In recent years, the adoption of NAND flash in enterprise storage systems has been increasing rapidly. Recent all-flash storage arrays exhibit excellent I/O throughput, latency, storage density, and energy efficiency. At the same time, flash manufacturers strive to reduce cost and increase storage density with novel technologies such as continuous technology node scaling, increasing the number of bits stored per cell, and stacking cells vertically (3D-NAND). However, this comes at the cost of reduced endurance of each block, increased variation across blocks, and lower performance. These issues cannot be solely compensated by stronger ECC or read-retry schemes and prohibit a direct use of new flash technologies in enterprise storage systems.
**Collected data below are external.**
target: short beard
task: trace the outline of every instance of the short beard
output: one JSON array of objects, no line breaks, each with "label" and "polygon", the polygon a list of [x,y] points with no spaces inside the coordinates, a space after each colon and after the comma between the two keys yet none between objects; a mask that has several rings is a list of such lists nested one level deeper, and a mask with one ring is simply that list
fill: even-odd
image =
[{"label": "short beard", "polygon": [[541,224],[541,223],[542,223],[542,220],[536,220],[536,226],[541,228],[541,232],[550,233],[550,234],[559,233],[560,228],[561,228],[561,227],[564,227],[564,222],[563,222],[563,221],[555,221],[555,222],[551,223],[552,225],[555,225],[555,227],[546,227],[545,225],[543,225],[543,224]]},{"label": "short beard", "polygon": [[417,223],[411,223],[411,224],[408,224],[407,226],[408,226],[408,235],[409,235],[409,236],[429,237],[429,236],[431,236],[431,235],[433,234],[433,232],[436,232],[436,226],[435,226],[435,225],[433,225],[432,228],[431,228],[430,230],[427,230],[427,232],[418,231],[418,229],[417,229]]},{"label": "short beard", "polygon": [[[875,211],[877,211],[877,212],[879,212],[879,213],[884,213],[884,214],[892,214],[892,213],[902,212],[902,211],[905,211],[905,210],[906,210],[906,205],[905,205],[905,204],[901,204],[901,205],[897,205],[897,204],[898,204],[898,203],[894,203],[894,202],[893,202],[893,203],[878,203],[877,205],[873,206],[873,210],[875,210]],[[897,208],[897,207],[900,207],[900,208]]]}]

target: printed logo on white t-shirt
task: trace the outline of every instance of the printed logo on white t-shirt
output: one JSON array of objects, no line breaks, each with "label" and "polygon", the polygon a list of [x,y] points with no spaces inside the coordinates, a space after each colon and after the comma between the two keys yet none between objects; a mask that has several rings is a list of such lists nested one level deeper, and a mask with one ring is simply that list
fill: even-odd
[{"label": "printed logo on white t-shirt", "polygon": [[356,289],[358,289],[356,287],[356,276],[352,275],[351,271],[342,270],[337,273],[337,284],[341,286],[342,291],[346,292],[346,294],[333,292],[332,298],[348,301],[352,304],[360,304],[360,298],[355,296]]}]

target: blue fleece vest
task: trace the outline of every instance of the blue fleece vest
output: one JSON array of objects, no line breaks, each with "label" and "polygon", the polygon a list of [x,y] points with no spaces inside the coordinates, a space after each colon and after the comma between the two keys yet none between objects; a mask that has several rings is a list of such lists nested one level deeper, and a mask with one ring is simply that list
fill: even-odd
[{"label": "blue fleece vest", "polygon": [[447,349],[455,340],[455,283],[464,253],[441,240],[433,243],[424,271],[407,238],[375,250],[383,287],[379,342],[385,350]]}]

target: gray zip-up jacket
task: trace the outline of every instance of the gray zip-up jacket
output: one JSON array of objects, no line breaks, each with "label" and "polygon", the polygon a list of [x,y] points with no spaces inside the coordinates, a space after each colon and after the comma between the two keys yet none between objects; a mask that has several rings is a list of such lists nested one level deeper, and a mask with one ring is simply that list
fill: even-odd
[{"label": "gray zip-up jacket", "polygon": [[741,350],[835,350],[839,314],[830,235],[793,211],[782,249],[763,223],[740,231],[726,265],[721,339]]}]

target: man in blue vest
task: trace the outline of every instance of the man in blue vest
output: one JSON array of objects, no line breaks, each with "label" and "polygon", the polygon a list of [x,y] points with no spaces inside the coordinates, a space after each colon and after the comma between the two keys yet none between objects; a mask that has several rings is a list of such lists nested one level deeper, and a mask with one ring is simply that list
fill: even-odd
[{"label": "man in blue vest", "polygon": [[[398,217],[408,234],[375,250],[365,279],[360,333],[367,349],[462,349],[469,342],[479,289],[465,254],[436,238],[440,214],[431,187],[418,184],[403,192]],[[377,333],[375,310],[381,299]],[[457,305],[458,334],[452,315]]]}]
We present several novel flash-management technologies that reduce write amplification, achieve better wear leveling, and significantly enhance endurance without sacrificing performance; and hence enable us to bring next-generation flash to the levels required in enterprise storage. In particular, we introduce techniques such as block calibration which determines optimal read threshold voltages, new garbage collection schemes with heat segregation, and health binning to overcomes variations in flash block quality.
These complementary flash-management algorithms were initially designed, then refined and enhanced in a simulator and later implemented in an enterprise-level all-flash storage system. Our evaluations show that by introducing heat segregation and health binning, overall endurance becomes dictated by the average endurance of all blocks in a device (instead of being dictated by the worst block), thereby enhancing endurance by 33%. And our heat-aware garbage collection schemes further improve endurance up to 2.5x compared to the baseline.